How “expensive” to our SOC is a false positive? (i.e. does it take a lot of time and resources to investigate false positives?)

  • Expensive triage means you probably want to avoid high false positives

These are just guiding questions and you may find that the answers don’t lend to a clean decision. In some cases, we’ve built both allowlist and denylist rules for a specific risk.

Build vs Buy

I’d like to touch on a concept that’s dear to my heart and related to this conversation: the decision to build or buy something. As a detection engineer, when we think about building or buying tools, we’re really building or buying detections. Let’s take Gem Security. In addition to other capabilities, they provide a few hundred out of the box detections for cloud providers as well as other solutions.

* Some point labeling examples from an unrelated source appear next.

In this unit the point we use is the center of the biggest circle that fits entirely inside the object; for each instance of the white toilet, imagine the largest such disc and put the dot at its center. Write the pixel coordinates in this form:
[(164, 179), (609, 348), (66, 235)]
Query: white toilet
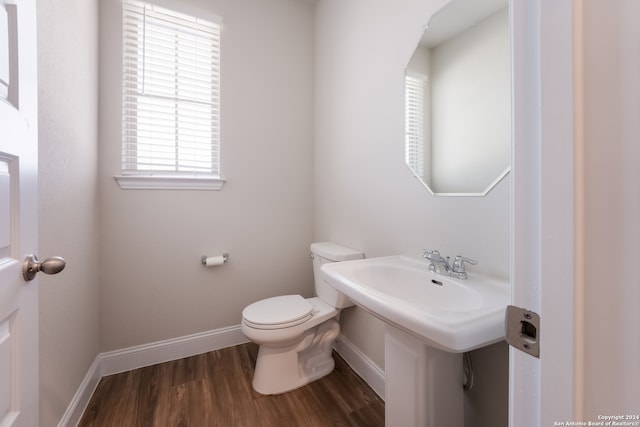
[(295, 334)]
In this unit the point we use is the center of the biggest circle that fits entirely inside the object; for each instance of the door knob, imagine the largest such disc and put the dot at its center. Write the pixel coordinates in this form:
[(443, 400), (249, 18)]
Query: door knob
[(31, 266)]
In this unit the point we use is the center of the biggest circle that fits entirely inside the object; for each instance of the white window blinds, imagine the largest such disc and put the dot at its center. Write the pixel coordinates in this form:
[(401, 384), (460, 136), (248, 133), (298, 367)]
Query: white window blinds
[(414, 123), (171, 80)]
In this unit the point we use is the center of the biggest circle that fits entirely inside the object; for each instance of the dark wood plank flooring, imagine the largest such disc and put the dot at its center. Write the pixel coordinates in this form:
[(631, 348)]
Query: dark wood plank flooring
[(214, 389)]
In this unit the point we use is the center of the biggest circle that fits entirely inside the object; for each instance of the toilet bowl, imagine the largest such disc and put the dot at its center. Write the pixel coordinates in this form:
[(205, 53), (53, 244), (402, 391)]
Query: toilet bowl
[(295, 334)]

Like most vendors, they’re rules are primarily denylist focused. When choosing to go with a vendor like this, what you’re really deciding is if it’s worth it for your organization to buy these detections or build them yourself. Fundamentally, when you choose to purchase or not purchase solutions like these, you’re making a decision on what is the most important thing to invest in. If you have a large corpus of internal risks that need mitigating via detections, it may behoove you to buy detections like these. In general, I’ve noticed that as organizations mature, they actually buy detections more than build. The reason for that is that their internal risk identification apparatus has identified numerous areas that need detections. If you’re going to hire smart detection engineers, in my opinion, it makes more sense for them to build things unique to your organization as opposed to reinventing the wheel.

Conclusion

In this piece, I’ve stated my definitions for the critical frameworks of allowlist and denylist detections, each with its distinct characteristics and applications. These are not mere theoretical constructs; they are practical tools that help us navigate the complex landscape of cybersecurity threats and defenses. They force us to ask the right questions about our systems, understand our adversaries, and articulate our defensive strategies with clarity and precision.

The choice between allowlist and denylist is a strategic one, reflecting our understanding of the threat landscape and our systems’ architecture. It’s about making informed choices, leveraging the strengths of both methodologies to build robust and resilient defenses. As you continue on your journey as a detection engineer, I hope you use this framework to make informed and justifiable decisions as you work towards building more secure systems.